In the final quarter of 2023, BYD surpassed Tesla for the first time, establishing itself as the world’s largest electric car producer. The Chinese firm tallied record-breaking sales last year, including 525,409 battery electric vehicles (BEVs) in the quarter leading up to December 31, as revealed in a stock exchange filing.
On Tuesday, Tesla announced record deliveries of 484,507 vehicles during the same period. However, across the entire year, Elon Musk’s Tesla continued to lead BYD, selling 1.8 million electric cars. In contrast, BYD sold 1.57 million electric vehicles, marking a 73% increase, as well as an additional 1.44 million hybrids.
The competitive chasm between Tesla and its Chinese competitor, BYD, notably narrowed in 2023, with the gap being trimmed down to approximately 230,000 units compared to the 400,000-unit divide in 2022.
Emblematic of China’s burgeoning EV market, BYD’s rapid expansion has been significantly supported by Warren Buffett. This is reflective of China making significant strides in the shift towards electric vehicles, a transition bolstered by robust government backing of the industry.
The Chinese government has set ambitious targets for the growth of the sector. It stipulates that new energy vehicles (NEVs), encapsulating BEVs, plug-in hybrids, and hydrogen fuel cell vehicles, should make up at least 20% of new car sales annually by 2025. Further, it expects NEVs to become the predominant nature of new vehicle sales by 2035.
Remarkably, the initial target was accomplished in 2022, an impressive three years ahead of schedule.
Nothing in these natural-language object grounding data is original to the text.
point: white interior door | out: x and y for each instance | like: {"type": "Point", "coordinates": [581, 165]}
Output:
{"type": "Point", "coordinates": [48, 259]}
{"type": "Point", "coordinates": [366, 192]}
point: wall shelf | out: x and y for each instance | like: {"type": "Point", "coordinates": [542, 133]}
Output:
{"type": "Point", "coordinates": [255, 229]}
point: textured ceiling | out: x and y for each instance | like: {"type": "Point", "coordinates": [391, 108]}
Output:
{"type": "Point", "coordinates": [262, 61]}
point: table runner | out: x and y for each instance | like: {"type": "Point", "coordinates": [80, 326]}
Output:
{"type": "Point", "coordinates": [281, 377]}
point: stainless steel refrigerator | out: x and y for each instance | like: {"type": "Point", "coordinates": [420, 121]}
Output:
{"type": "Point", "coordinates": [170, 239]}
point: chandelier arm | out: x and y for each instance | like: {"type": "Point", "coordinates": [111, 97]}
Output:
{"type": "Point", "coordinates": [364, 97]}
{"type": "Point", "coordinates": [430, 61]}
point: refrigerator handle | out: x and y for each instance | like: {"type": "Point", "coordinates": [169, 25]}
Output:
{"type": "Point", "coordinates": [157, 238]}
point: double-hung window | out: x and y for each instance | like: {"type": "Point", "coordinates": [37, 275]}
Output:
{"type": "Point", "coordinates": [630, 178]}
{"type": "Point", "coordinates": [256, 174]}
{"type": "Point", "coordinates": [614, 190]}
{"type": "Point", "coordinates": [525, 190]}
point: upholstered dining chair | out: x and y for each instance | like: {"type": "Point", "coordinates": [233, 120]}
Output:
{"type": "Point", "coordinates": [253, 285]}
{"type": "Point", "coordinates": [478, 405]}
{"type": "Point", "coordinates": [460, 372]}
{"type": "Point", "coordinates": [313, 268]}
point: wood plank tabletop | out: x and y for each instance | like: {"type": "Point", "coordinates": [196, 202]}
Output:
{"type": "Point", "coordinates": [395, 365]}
The progression suggests that the subsequent goal may likewise be realized sooner than projected.
In the initial 11 months of 2023, sales of new energy vehicles hit 8.3 million units, representing over 30% of total car sales, according to data unveiled last month by the China Association of Auto Manufacturers.
Miao Wei, the former minister of China’s Ministry of Industry and Information Technology, proclaimed in November at a car forum that the government’s target of achieving 50% penetration of new energy vehicles by 2035 will most likely be realized as early as 2025 or 2026 at the latest, as stated by state media.
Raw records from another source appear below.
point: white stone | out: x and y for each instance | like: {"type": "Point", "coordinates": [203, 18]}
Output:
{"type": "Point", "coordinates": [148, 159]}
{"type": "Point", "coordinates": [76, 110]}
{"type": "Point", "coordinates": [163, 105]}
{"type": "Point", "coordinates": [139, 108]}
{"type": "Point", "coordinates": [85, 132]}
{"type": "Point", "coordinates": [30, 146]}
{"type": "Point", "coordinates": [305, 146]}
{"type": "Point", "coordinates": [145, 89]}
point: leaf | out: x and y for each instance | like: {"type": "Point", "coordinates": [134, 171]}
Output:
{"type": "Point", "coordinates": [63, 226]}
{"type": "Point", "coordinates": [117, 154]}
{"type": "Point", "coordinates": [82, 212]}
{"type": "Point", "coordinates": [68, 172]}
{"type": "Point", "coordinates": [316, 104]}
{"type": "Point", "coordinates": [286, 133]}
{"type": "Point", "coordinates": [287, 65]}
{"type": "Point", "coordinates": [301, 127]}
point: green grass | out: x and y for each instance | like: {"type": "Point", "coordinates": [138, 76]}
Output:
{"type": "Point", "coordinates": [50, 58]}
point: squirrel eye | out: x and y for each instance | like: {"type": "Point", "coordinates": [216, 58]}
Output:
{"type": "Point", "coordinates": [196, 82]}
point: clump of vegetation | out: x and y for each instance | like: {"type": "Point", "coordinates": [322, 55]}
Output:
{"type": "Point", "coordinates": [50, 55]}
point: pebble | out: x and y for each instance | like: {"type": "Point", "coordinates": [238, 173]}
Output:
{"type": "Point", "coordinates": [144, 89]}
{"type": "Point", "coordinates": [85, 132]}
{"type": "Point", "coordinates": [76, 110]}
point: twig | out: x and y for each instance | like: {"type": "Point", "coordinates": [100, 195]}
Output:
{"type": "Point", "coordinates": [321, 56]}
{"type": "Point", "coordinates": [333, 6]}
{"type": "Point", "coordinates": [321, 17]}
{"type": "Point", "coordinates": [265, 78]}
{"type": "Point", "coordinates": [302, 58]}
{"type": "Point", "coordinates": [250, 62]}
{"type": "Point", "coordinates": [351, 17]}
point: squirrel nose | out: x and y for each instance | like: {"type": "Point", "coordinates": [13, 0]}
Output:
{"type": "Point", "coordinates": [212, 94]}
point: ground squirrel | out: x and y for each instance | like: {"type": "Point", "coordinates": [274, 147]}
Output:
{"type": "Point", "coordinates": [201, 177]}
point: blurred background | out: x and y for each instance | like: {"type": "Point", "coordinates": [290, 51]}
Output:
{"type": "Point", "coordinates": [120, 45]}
Analysts attribute China’s forerunning position in the global industry to several factors, including the country’s large market size, affordable labor force, and dominance in the supply chain.
“Currently, China is not only spearheading production but also bolstering its competitive advantages, leveraging its vast domestic market and the benefits of being a first mover,” wrote analysts from Natixis Asia, a French investment bank, in a late November report.
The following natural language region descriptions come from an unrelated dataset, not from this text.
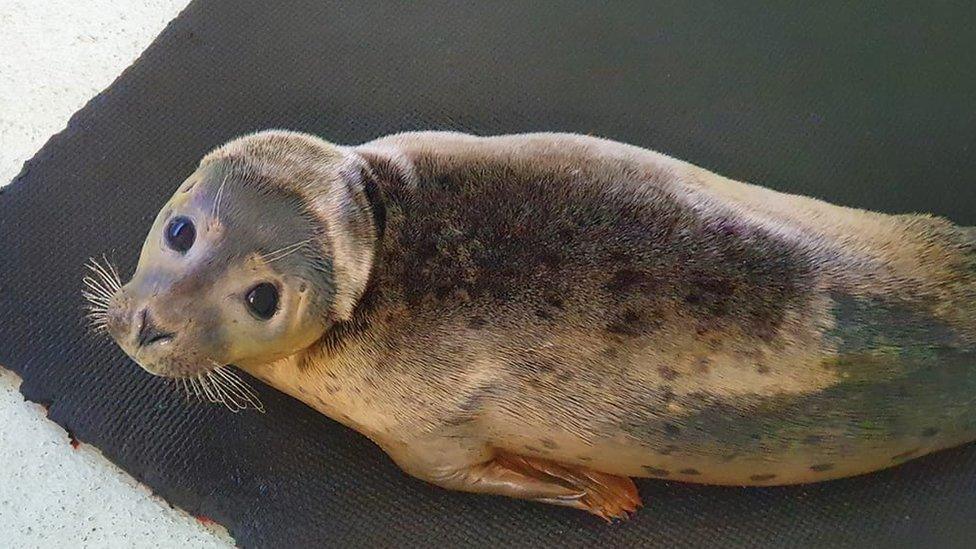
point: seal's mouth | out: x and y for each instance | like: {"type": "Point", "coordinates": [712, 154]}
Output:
{"type": "Point", "coordinates": [215, 383]}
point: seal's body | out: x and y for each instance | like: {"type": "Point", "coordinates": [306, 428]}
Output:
{"type": "Point", "coordinates": [545, 315]}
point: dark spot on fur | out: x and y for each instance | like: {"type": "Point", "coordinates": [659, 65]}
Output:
{"type": "Point", "coordinates": [668, 373]}
{"type": "Point", "coordinates": [477, 322]}
{"type": "Point", "coordinates": [554, 301]}
{"type": "Point", "coordinates": [609, 352]}
{"type": "Point", "coordinates": [813, 440]}
{"type": "Point", "coordinates": [905, 455]}
{"type": "Point", "coordinates": [761, 478]}
{"type": "Point", "coordinates": [656, 471]}
{"type": "Point", "coordinates": [623, 281]}
{"type": "Point", "coordinates": [550, 259]}
{"type": "Point", "coordinates": [667, 450]}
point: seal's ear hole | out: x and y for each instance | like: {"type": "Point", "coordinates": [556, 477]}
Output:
{"type": "Point", "coordinates": [262, 300]}
{"type": "Point", "coordinates": [180, 234]}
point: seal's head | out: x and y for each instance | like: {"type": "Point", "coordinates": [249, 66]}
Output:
{"type": "Point", "coordinates": [263, 248]}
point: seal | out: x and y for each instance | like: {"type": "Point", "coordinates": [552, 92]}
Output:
{"type": "Point", "coordinates": [545, 316]}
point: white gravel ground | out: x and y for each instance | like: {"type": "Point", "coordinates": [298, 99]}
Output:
{"type": "Point", "coordinates": [54, 56]}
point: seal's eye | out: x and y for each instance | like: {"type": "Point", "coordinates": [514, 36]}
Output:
{"type": "Point", "coordinates": [180, 234]}
{"type": "Point", "coordinates": [262, 300]}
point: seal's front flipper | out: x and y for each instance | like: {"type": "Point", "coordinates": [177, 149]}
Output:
{"type": "Point", "coordinates": [604, 495]}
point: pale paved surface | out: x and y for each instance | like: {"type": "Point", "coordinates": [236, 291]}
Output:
{"type": "Point", "coordinates": [54, 56]}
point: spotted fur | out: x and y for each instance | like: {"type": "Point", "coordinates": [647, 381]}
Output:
{"type": "Point", "coordinates": [593, 304]}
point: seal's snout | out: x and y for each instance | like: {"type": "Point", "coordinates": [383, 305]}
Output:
{"type": "Point", "coordinates": [148, 333]}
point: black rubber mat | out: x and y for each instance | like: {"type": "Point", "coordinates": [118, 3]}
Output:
{"type": "Point", "coordinates": [869, 105]}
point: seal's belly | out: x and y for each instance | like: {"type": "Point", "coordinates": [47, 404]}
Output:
{"type": "Point", "coordinates": [905, 386]}
{"type": "Point", "coordinates": [854, 427]}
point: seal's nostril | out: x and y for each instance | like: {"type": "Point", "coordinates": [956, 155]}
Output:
{"type": "Point", "coordinates": [148, 332]}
They noted that China’s pioneering advantage, along with government backing through infrastructure investment and subsidies, have facilitated the expansion of Chinese EV manufacturers domestically and internationally.
However, it’s worth noting that the heightened competition and a harsh price war that unfolded last year have adversely affected the profit margins of numerous car manufacturers.
Confronted with a slowing economy, automakers in China grew worried about a potential slump in demand. In an effort to attract customers and counter decreasing growth, Tesla lowered its prices in China beginning in January, instigating a price war. In response to this, dozens of automakers followed suit to maintain their competitiveness.
While the price war spurred an increase in sales, it threatened the profitability of the entire industry. For example, in the first 11 months of the previous year, the car industry in China only managed a profit margin of a mere 5%, which fell short of the 5.7% in 2022 and 6.1% in 2021, according to data released last week by the Chinese Passenger Car Association, a government-associated industry group.
In an attempt to counterbalance the declining domestic market, Chinese automakers, including BYD, have been exploring growth opportunities beyond China’s mainland by expanding into Europe, Australia, and Southeast Asia.
Last month, BYD declared its plans to establish an EV factory in Hungary, marking its first passenger vehicle plant in Europe. This comes in addition to the company’s existing bus production facility in Komarom, Hungary.